Why Ben Affleck was cut from the ‘Buffy’ movie
Before giving rise to the hugely popular TV series that lasted for seven seasons and 144 episodes, Buffy the Vampire originated as a not-very-good movie with a fleeting appearance from Ben Affleck, who wasn’t even convincing in a bit-part role.
In one of his very first feature film appearances, the future two-time Academy Award winner found immense pressure placed upon his shoulders as ‘Basketball Player #10’, without whom the high school-set horror comedy couldn’t have possibly succeeded, such was the weight of expectation.
Although he was still fairly new to the glitz and glamour of the industry, Affleck was ready to seize the opportunity with both hands and deliver the single greatest line reading cinema had ever experienced. Unfortunately, whether that’s what he did or not, nobody will ever know.
Matt Damon’s BFF and Jennifer Lopez’s husband is present, accounted for, and uncredited in director Fran Rubel Kuzui’s box office bust, but the voice that emerges from Basketball Player #10’s mouth definitely isn’t his. Why? Because Affleck was so terrible, he couldn’t even string two words together to an extent that satisfied the production crew.
“Apparently, I’m so bad in that movie,” he said during an appearance on SiriusXM. “I had one line.
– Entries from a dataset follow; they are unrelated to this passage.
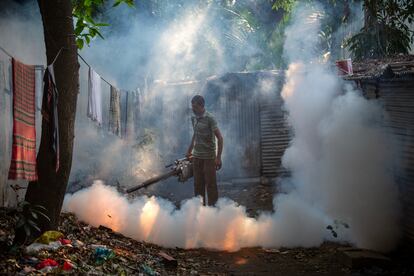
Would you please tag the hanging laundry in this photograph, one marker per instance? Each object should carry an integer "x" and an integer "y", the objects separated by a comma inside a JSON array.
[
  {"x": 49, "y": 112},
  {"x": 124, "y": 112},
  {"x": 115, "y": 112},
  {"x": 23, "y": 160},
  {"x": 5, "y": 76},
  {"x": 39, "y": 73},
  {"x": 94, "y": 97}
]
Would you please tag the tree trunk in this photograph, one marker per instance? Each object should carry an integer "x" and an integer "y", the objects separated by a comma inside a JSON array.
[{"x": 50, "y": 188}]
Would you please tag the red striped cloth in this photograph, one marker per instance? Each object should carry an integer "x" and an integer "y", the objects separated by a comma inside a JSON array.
[{"x": 23, "y": 161}]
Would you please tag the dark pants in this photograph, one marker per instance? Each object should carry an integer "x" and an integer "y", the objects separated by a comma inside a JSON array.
[{"x": 205, "y": 179}]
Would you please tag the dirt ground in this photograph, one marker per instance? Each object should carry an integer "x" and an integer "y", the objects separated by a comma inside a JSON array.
[{"x": 133, "y": 257}]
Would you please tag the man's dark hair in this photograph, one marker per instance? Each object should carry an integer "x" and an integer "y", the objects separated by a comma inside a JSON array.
[{"x": 198, "y": 99}]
It was ‘Take it,’ I think.” That’s all he had to say, but when Affleck descended upon the cinema to catch his star-making performance in the flesh, he discovered that somebody else had been drafted in after he’d failed to master the simple soundbite written on the page.
“I went to the movie and I was like, ‘That is not my voice. That is not me,'” he continued. “Apparently the director hated my performance so much that she looped the entire performance, which was one line. So, yes, I am dubbed in English!”
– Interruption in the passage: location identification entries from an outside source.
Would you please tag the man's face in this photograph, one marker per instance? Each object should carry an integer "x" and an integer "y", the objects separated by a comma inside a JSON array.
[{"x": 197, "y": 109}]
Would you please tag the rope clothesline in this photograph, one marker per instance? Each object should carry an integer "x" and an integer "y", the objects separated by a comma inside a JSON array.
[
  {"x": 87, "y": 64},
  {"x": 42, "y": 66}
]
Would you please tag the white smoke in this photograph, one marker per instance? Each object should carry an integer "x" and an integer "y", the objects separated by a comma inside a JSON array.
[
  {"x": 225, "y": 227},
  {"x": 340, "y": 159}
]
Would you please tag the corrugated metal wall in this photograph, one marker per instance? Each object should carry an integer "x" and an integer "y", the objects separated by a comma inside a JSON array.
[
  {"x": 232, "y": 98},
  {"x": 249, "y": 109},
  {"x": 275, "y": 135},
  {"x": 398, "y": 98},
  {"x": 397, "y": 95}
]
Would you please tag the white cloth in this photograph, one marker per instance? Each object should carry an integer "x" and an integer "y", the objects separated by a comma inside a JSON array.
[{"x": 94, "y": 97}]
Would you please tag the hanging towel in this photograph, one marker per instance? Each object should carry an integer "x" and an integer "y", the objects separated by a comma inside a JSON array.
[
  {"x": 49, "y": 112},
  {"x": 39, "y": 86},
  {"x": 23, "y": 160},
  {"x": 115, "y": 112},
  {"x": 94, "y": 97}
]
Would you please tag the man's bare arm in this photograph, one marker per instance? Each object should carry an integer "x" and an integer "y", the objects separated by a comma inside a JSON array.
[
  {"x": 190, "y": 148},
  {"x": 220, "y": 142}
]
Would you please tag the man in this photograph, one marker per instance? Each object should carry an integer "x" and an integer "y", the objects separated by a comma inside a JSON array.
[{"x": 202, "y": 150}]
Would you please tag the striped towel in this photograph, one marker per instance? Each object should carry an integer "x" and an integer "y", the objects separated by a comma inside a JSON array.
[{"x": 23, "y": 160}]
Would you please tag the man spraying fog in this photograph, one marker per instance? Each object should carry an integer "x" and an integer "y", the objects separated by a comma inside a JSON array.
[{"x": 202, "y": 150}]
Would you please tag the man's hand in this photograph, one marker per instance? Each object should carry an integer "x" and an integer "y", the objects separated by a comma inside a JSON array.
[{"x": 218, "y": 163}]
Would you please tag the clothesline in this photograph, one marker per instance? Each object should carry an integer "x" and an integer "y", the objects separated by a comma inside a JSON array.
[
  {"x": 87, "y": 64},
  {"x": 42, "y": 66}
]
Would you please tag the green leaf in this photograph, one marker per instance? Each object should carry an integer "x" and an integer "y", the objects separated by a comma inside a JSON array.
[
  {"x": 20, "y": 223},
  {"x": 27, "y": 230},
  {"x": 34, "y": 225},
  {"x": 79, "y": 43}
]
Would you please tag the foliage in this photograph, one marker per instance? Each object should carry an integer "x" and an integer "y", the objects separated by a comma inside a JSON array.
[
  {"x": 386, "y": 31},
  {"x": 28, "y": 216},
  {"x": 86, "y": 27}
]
The words ‘take it’ were something Affleck “couldn’t say convincingly enough”, necessitating Buffy the Vampire Slayer having to “pay someone to come in and say it” in his absence. That’s undeniably embarrassing, but it didn’t put the aspiring actor and filmmaker off chasing his dreams, although it did presumably have an impact in convincing him that the best way of making it in the cutthroat world of Hollywood was to simply do it himself.
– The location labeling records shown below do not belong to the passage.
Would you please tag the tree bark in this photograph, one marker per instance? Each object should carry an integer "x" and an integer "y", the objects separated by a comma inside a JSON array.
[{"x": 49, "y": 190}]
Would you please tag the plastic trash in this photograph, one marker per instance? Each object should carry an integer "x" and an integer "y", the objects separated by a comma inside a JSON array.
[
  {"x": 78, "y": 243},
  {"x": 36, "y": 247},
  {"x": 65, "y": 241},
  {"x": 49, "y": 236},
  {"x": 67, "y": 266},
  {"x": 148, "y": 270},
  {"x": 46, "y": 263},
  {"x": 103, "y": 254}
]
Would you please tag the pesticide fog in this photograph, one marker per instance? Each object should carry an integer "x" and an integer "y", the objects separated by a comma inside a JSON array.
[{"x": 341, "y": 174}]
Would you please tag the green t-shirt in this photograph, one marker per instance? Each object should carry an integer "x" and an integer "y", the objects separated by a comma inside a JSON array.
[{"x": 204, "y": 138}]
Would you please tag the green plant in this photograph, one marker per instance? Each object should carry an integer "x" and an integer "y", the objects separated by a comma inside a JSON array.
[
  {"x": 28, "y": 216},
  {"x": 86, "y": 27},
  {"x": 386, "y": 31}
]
Fortunately, that came along eventually when he and Matt Damon co-wrote and starred in Good Will Hunting, the critical darling and awards season favourite that rocketed the pair of them into the positions they’ve continued to occupy for the last quarter of a century. Still, it remains a lost piece of history that Affleck’s original recording of his Buffy the Vampire Slayer dialogue remains lost forever because it must have been truly terrible to see him overdubbed in his native tongue.